When --cache-mode=tiered is set, the global --hot-ttl / --warm-ttl / --cold-ttl flags define the default refresh intervals applied to every project. Some workloads want different settings per project: the core production tenant may want HOT refreshes every 30s while a noisy third-party tenant only needs SLA snapshots every few hours. The projects file accepts an optional cache: block on any entry that overrides any subset of the global tier knobs for that project:

- id: hyp_core
  apiKeyFile: /etc/hyperping/api-key-hyp_core
  # No cache: block — inherits every global tier setting verbatim.

- id: hyp_infra
  apiKeyFile: /etc/hyperping/api-key-hyp_infra
  cache:
    warmTTL: "30m"  # Override only WARM; hot/cold inherit the globals.
    coldTTL: "2h"

- id: hyp_thirdparty
  apiKeyFile: /etc/hyperping/api-key-hyp_thirdparty
  cache:
    warmEnabled: false   # Skip WARM ticker entirely on this project.
    coldEnabled: false   # Skip COLD ticker entirely on this project.
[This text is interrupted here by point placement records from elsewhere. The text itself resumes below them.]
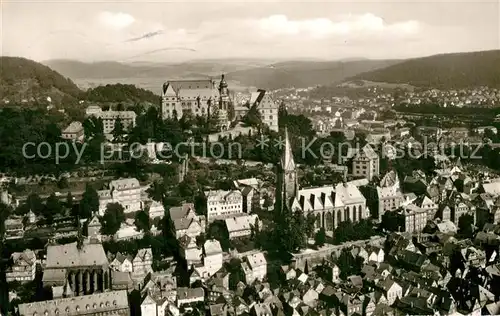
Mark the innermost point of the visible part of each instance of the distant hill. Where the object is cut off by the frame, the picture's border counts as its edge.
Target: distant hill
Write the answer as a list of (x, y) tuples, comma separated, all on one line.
[(301, 74), (117, 70), (446, 71), (24, 80), (121, 93)]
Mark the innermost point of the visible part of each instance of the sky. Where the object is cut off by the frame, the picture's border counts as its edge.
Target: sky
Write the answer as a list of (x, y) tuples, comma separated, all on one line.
[(168, 31)]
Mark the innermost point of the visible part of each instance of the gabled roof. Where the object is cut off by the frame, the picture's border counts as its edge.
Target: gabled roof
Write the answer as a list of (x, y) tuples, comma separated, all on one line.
[(68, 255)]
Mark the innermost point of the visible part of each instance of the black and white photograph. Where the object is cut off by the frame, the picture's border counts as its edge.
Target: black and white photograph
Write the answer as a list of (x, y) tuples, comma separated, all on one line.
[(261, 158)]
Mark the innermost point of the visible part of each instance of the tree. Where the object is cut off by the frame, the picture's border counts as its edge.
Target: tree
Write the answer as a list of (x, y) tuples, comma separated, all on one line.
[(112, 219), (118, 130), (89, 204), (466, 226), (142, 221), (320, 237), (35, 204), (69, 201)]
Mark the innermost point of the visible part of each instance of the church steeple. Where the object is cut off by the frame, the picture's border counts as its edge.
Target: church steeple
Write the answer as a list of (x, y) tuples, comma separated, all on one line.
[(287, 161), (287, 187)]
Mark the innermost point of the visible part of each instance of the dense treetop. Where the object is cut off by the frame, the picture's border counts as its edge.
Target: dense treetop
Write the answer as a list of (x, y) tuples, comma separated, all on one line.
[(21, 78), (121, 93), (446, 71)]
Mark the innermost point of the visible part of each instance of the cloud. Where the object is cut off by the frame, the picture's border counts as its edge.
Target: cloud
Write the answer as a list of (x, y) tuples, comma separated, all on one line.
[(116, 20), (323, 27), (145, 36)]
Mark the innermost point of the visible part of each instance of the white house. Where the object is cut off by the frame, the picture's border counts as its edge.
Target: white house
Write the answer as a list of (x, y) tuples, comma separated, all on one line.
[(240, 226), (121, 263), (23, 268), (186, 222), (212, 257), (188, 296), (254, 267), (127, 192), (143, 261), (153, 305), (223, 204)]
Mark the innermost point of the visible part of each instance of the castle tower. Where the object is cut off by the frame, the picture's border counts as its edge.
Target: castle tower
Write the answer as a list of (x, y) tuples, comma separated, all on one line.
[(224, 101), (287, 186)]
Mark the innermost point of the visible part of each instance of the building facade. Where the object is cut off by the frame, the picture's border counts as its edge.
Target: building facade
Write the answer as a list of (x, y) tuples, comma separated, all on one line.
[(366, 163), (223, 204), (197, 98), (110, 117), (127, 192), (74, 131), (23, 267), (330, 205), (267, 108), (85, 267), (108, 303)]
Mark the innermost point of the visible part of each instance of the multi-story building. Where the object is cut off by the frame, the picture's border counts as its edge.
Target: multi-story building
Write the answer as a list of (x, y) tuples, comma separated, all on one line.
[(366, 163), (110, 117), (143, 262), (331, 205), (197, 98), (240, 226), (415, 218), (74, 131), (223, 204), (84, 267), (186, 222), (127, 192), (254, 267), (189, 251), (122, 263), (267, 108), (153, 305), (389, 199), (107, 303), (189, 295), (23, 267), (212, 257)]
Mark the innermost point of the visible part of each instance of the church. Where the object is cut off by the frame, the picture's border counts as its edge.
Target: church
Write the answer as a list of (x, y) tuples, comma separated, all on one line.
[(330, 205), (202, 97)]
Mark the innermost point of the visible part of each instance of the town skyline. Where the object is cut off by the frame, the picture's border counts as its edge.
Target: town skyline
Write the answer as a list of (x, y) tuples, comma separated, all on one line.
[(181, 31)]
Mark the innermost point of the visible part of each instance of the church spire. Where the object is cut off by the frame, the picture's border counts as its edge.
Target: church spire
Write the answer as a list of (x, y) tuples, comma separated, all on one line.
[(287, 162)]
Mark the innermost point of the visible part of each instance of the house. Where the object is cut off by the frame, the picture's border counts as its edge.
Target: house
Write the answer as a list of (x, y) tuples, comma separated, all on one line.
[(14, 228), (185, 221), (251, 191), (74, 131), (94, 227), (366, 163), (189, 250), (109, 118), (212, 257), (153, 305), (107, 303), (254, 267), (189, 295), (127, 192), (143, 261), (122, 263), (288, 273), (391, 289), (23, 267), (268, 109), (375, 254), (240, 226), (223, 204)]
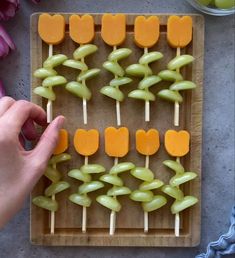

Fields are all optional; absent keys inherit the corresponding global. TTL values are Go duration strings (60s, 30m, 2h); enable flags are bools.

Semantics:

  • <tier>TTL: overrides the matching global TTL for this project only.
  • <tier>Enabled: false: skips that tier's ticker for this project. No API calls land for that tier, and no series for that tier appear on the project's /metrics output. The other tiers and other projects are untouched.
  • hotEnabled: false is rejected at startup: HOT carries every per-monitor up/down series and is the readiness gate, so disabling it produces a Pod that never readies and never scrapes.
  • <tier>TTL set alongside <tier>Enabled: false is accepted with a startup warning. The enable flag wins; the TTL is ignored. Operators using config-merging tooling (overlays, patches) can land in this state during a rollout; we surface it instead of failing the boot.

At startup the binary emits one structured log line per project showing the effective tier configuration after override resolution:

level=INFO msg="effective tier configuration" project=hyp_infra hot_ttl=1m0s warm_ttl=30m0s cold_ttl=2h0m0s hot_enabled=true warm_enabled=true cold_enabled=true

For dashboards, a new self-metric distinguishes "tier disabled by operator" from "tier broken / no data":

hyperping_exporter_tier_disabled{project="hyp_thirdparty",tier="warm"} 1
hyperping_exporter_tier_disabled{project="hyp_thirdparty",tier="cold"} 1

The series is absence-based: only disabled (project, tier) pairs emit a sample. A no-override config produces zero series here, and an upgrade with no cache: blocks anywhere adds zero new series to the registry.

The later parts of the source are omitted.